En 1887, le professeur Raphaël Dubois (élève de Paul Bert), titulaire de la chaire de physiologie générale et comparée à l’université de Lyon, fut amené à définir sa conception scientifique nouvelle de la vie et choisit le néologisme « protéon » pour désigner le principe unique, à la fois force et matière, grâce auquel tout, dans l’Univers, apparaît, se transforme, évolue, disparaît.



À cette époque, toute la science était encore imbue des idées dualistes, et c’est pour éviter la confusion avec le monisme limité de Haeckel, avec le matérialisme, avec le spiritualisme, que R. Dubois nomma sa philosophie nouvelle « protéonisme ».



C’était la renaissance, sous une forme scientifique, des conceptions unicistes anciennes de la Grèce, de l’Égypte, de l’Inde, relativement à l’Aither, et aussi la concrétisation du panthéisme de Spinoza, de la théorie de l’identité de Schelling, du devenir de Hegel.



Pendant plus de vingt ans, le protéonisme sommeilla, défendu cependant par les plasmogénistes comme Herrera, Kuckuck, Victor Delfino, etc. Mais les travaux retentissants de Becquerel, de Curie, de G. Lebon démolissent toutes les vieilles conceptions sur la matière et donnent à cette philosophie un regain d’actualité. Le protéonisme oublié renaît sous le vocable d’énergétisme et devient à la mode.
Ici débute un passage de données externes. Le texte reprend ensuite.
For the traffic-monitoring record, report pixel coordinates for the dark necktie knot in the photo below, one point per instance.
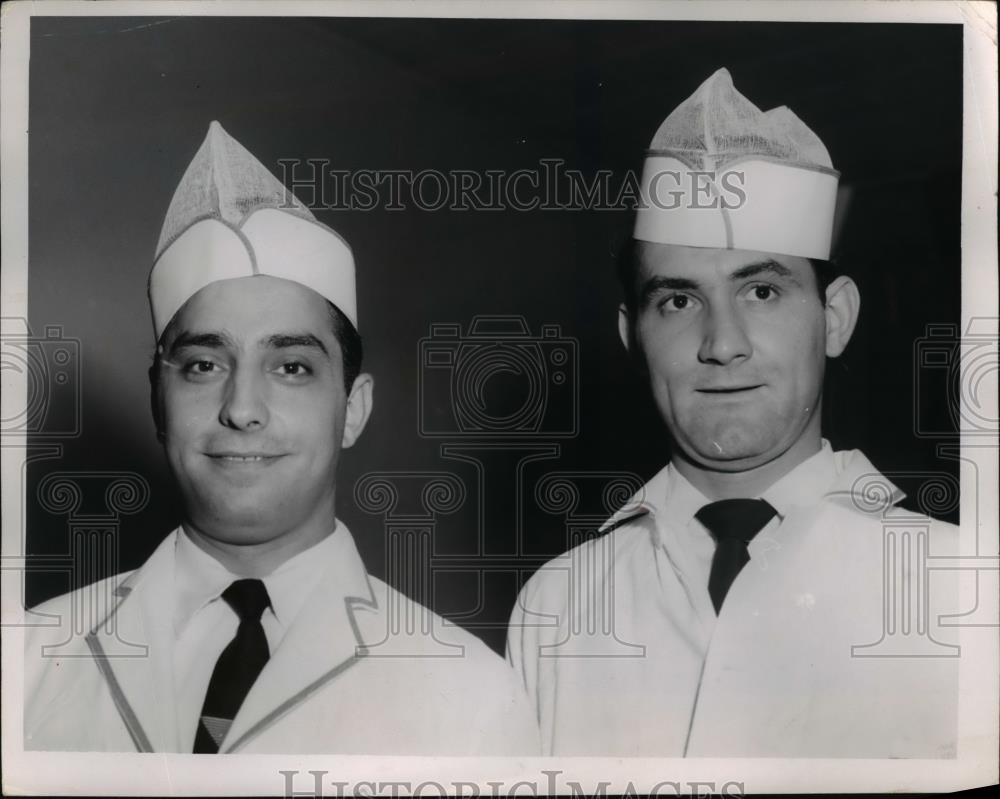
(739, 519)
(733, 523)
(248, 598)
(237, 668)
Tous les travaux modernes sur les atomes, la chaleur, la lumière, l’énergie, la radiation, confirment les thèses du grand pacifiste scientifique.
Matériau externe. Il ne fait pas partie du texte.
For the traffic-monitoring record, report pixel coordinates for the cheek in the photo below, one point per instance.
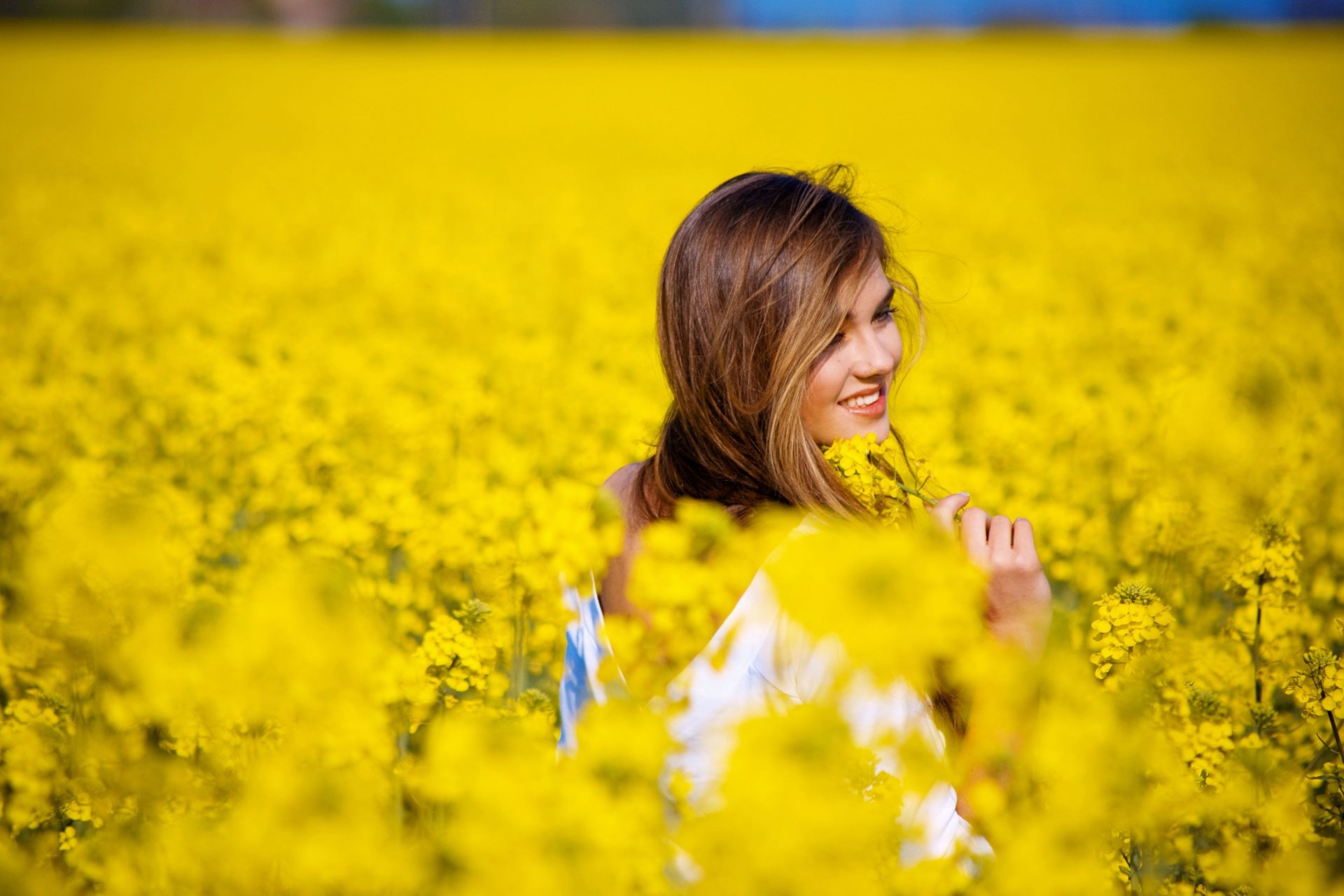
(823, 391)
(894, 343)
R. Dubois fut un vrai révolutionnaire et un penseur libre en un temps où l’enseignement public sortait à peine des mains des églises, où le créationnisme dominait, où la préparation de la guerre était à l’honneur ; ce fut un précurseur hautain, cinglant, incompris, auquel la bourgeoisie ne pardonna pas. Par-delà les frontières d’un monde étroit et divisé, il devinait dans l’avenir la Terre unie et les peuples réconciliés, travaillant scientifiquement au bonheur universel.
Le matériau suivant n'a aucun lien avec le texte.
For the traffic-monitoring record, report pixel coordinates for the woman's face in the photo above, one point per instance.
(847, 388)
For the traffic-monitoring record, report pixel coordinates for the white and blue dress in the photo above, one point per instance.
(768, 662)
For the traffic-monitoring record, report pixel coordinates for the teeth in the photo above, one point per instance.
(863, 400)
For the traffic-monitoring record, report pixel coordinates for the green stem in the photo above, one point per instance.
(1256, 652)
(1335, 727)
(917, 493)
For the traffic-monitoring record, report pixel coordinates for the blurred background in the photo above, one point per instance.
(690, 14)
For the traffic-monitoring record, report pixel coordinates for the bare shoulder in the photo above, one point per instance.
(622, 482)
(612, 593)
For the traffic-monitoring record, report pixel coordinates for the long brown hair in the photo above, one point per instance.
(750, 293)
Voici ce qu’il écrivait à propos du protéonisme, dans ses Lettres sur le Pacifisme scientifique et l’Anticinèse, peu de temps avant de mourir, bien oublié des officiels, mais aimé de ses amis et élèves pacifistes du monde entier, auxquels il a ouvert de larges horizons sur la physiologie, la vie universelle et les conceptions biocosmiques dont il fut un des premiers défenseurs :



« Je ne suis pas matérialiste, pas plus que je ne fais profession d’être spiritualiste. J’ai introduit le monisme nouveau, ou néo monisme, dans l’enseignement officiel, bien avant qu’Haeckel ait généralisé son monisme primitif, lequel faisait dériver l’homme de la monère et n’allait pas au-delà. Pour moi, force et matière ne sont que deux aspects d’un principe unique, le protéon, qui, par ses innombrables et incessantes métamorphoses, donne à la Nature son infinie et merveilleuse variété. Rien ne se perd, rien ne se crée, mais tout évolue sans cesse, partout, en nous comme en dehors de nous, selon des lois dont la connaissance nous est permise par la science et dont l’insubordination, consciente ou inconsciente, bien souvent fruit amer de l’ignorance, n’en comporte pas moins de terribles sanctions, dont la guerre n’est pas la moindre. Voilà ce que j’enseignais à mes étudiants, bien avant la découverte du radium et les démonstrations des savants qui ont établi définitivement que la matière n’est que de l’énergie compacte. Mais ils ont eu le tort de donner le nom d’énergétique, qui prête à confusion, à ce que j’avais appelé protéonisme, pour bien marquer qu’il s’agissait d’une doctrine philosophique nouvelle. »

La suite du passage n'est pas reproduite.